SSL verification for HTTPX client #95
Description
Contex
We are deploying FirecREST on GKE, using Keycloak as IdP. We've enabled TLS on keycloak. We need to provide our CA cert to F7t so it can access Keycloak's endpoints using HTTPS.
Issue
We are installing the the CA certificate in F7T's host and setting env variable CURL_CA_BUNDLE with the appropiate value. This allows F7T to get public certs from Keycloak, but we get the following failure in the health checker:
Traceback (most recent call last):
File "/usr/local/lib/python3.12/site-packages/apscheduler/_schedulers/async_.py", line 1201, in _run_job
retval = await job_executor.run_job(func, job)

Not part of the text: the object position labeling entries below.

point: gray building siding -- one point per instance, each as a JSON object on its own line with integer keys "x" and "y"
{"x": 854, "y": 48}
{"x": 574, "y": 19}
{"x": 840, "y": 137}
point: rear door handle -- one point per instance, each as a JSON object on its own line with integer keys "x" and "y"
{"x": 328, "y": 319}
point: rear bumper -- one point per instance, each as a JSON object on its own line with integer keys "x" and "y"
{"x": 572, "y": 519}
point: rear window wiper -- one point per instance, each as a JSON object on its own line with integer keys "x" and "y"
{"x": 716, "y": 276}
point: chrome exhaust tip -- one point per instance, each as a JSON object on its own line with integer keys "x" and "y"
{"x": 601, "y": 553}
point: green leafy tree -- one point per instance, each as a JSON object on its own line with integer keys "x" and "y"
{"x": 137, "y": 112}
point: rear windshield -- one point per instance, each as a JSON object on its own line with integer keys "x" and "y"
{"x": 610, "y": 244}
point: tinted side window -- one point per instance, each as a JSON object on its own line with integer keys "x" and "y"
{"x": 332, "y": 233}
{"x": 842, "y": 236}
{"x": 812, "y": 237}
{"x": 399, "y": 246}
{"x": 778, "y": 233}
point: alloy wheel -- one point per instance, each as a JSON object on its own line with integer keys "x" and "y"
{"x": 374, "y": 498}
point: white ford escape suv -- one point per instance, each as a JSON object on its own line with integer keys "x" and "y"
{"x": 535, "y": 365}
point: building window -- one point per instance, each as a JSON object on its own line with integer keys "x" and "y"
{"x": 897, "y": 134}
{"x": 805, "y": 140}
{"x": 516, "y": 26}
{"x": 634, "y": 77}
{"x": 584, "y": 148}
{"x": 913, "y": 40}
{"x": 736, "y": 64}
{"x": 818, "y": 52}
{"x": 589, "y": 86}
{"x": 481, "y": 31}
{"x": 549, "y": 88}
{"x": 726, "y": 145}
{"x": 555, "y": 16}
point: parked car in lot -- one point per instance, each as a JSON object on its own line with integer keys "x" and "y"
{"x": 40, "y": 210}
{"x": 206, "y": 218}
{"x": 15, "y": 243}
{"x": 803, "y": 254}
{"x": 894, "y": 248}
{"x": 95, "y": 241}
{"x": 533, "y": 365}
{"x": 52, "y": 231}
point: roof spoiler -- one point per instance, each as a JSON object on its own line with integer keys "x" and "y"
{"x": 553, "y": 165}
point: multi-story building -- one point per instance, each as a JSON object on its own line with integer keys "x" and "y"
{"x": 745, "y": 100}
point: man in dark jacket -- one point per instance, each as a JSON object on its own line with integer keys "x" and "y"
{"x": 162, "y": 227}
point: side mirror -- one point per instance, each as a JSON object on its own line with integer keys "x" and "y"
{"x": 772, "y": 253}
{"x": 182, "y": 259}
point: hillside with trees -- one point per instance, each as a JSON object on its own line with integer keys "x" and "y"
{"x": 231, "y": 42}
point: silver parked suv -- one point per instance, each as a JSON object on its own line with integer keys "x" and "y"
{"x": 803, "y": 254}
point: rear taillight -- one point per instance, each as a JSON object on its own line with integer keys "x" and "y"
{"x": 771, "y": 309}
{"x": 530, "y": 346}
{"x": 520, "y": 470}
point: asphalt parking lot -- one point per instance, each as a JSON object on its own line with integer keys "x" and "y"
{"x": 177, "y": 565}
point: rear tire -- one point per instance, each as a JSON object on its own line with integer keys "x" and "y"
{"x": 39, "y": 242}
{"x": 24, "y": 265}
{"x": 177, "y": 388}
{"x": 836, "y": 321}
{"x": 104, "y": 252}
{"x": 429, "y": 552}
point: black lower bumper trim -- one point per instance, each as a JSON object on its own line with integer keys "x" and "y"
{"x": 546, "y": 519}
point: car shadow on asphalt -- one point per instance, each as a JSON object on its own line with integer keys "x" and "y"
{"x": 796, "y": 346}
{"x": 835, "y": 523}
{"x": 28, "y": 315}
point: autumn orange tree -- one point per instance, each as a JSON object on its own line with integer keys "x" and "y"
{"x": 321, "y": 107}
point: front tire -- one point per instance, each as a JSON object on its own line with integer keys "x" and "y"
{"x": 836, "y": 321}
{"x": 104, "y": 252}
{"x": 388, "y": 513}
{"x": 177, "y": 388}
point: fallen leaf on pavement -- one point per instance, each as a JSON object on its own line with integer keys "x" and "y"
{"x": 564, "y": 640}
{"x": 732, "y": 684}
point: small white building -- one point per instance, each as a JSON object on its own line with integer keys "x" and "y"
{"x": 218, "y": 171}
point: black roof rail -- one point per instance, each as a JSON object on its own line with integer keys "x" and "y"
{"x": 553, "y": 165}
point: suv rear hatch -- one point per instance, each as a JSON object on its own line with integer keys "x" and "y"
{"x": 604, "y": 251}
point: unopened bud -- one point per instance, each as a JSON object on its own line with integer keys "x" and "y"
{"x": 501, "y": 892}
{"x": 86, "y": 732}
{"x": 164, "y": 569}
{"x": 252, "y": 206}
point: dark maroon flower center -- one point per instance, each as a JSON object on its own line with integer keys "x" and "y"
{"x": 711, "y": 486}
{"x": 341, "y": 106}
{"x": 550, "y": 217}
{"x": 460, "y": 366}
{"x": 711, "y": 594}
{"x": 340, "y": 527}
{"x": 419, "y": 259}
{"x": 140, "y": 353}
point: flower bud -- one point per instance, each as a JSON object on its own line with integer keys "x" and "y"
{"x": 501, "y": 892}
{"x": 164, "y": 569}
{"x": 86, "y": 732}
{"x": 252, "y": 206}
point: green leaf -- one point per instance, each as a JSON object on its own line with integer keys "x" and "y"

^^^^^^^^^^^^^^^^^^^^^^^^^^^^^^^^^^^^^
File "/usr/local/lib/python3.12/site-packages/apscheduler/executors/async_.py", line 22, in run_job
retval = await retval
^^^^^^^^^^^^
File "/app/firecrest/status/health_check/health_checker_cluster.py", line 93, in check
raise ex
File "/app/firecrest/status/health_check/health_checker_cluster.py", line 49, in check
token = await client.fetch_token(
^^^^^^^^^^^^^^^^^^^^^^^^^
File "/usr/local/lib/python3.12/site-packages/authlib/integrations/httpx_client/oauth2_client.py", line 163, in _fetch_token
resp = await self.post(
^^^^^^^^^^^^^^^^
File "/usr/local/lib/python3.12/site-packages/httpx/_client.py", line 1859, in post
return await self.request(
^^^^^^^^^^^^^^^^^^^
File "/usr/local/lib/python3.12/site-packages/authlib/integrations/httpx_client/oauth2_client.py", line 119, in request
return await super().request(method, url, auth=auth, **kwargs)
^^^^^^^^^^^^^^^^^^^^^^^^^^^^^^^^^^^^^^^^^^^^^^^^^^^^^^^
File "/usr/local/lib/python3.12/site-packages/httpx/_client.py", line 1540, in request
return await self.send(request, auth=auth, follow_redirects=follow_redirects)
^^^^^^^^^^^^^^^^^^^^^^^^^^^^^^^^^^^^^^^^^^^^^^^^^^^^^^^^^^^^^^^^^^^^^^
File "/usr/local/lib/python3.12/site-packages/httpx/_client.py", line 1629, in send
response = await self._send_handling_auth(
^^^^^^^^^^^^^^^^^^^^^^^^^^^^^^^
File "/usr/local/lib/python3.12/site-packages/httpx/_client.py", line 1657, in _send_handling_auth
response = await self._send_handling_redirects(
^^^^^^^^^^^^^^^^^^^^^^^^^^^^^^^^^^^^
File "/usr/local/lib/python3.12/site-packages/httpx/_client.py", line 1694, in _send_handling_redirects
response = await self._send_single_request(request)
^^^^^^^^^^^^^^^^^^^^^^^^^^^^^^^^^^^^^^^^
File "/usr/local/lib/python3.12/site-packages/httpx/_client.py", line 1730, in _send_single_request
response = await transport.handle_async_request(request)
^^^^^^^^^^^^^^^^^^^^^^^^^^^^^^^^^^^^^^^^^^^^^
File "/usr/local/lib/python3.12/site-packages/httpx/_transports/default.py", line 393, in handle_async_request
with map_httpcore_exceptions():
^^^^^^^^^^^^^^^^^^^^^^^^^
File "/usr/local/lib/python3.12/contextlib.py", line 158, in __exit__
self.gen.throw(value)
File "/usr/local/lib/python3.12/site-packages/httpx/_transports/default.py", line 118, in map_httpcore_exceptions
raise mapped_exc(message) from exc
httpx.ConnectError: [SSL: CERTIFICATE_VERIFY_FAILED] certificate verify failed: unable to get local issuer certificate (_ssl.c:1010)
Explanation
F7T uses 2 different HTTP clients to interact with IdP:
requestsin OIDC_token_auth.pyhttpxin health_checker_cluster.py
While requests uses environment variables (like CURL_CA_BUNDLE) to check for CA certificates, httpx requires the explicit creation of an SSL context in order to verify the identity of the host.
Solution
Create an ssl context using the certs used by requests. This can be done with CURL_CA_BUNDLE or REQUESTS_CA_BUNDLE:
ctx = ssl.create_default_context(
cafile=os.environ.get("CURL_CA_BUNDLE", certifi.where()),
)That way both clients can be configured using the same env variable.